Frozen: how the Russian Orthodox mark Epiphany

Frozen: how the Russian Orthodox mark Epiphany January 20, 2015

The YouTube description from last year here notes:

Muscovites braved minus 19 degree Celsius weather on Sunday (January 18) and plunged themselves into icy water to celebrate the Orthodox Epiphany.

About a hundred people gathered on the frozen Moskva river in the west of Moscow for a prayer and a ritual dive. After a priest blessed the water, people formed a queue to the hole cut in the ice and started dipping in to the freezing water.

“Now all water is blessed and you get blessed yourself, all water in the whole world is blessed today,” said Alexander from Moscow, after dipping three times into icy water.

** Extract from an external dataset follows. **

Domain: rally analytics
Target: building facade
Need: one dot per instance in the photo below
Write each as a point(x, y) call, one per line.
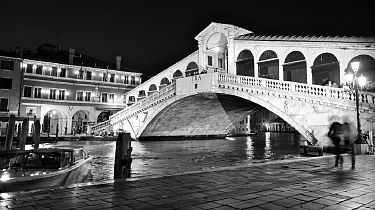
point(64, 89)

“It gives you strength, first of all spiritual and then body strength, it goes from spirit to into the body, if spirit is weak, we are weak, as the saying goes “it is not that our enemies are strong, but it is us who are weak.” We need to get stronger,” said Tatyana. “It’s quite cool. But spirit, spirit and belief, that’s what it is about, it gives you luck in life,” said another Alexander as he ran to a warm changing cabin.

The ritual commemorates the baptism of Jesus Christ in the Jordan River, or the Epiphany, which the Russian Orthodox Church mark on 19 January, in the middle of the Russian winter.

Traditionally the celebration starts the night before. By bathing on this day, believers symbolically wash off their sins. Many, however, also believe the dip in the cold water is good for their health.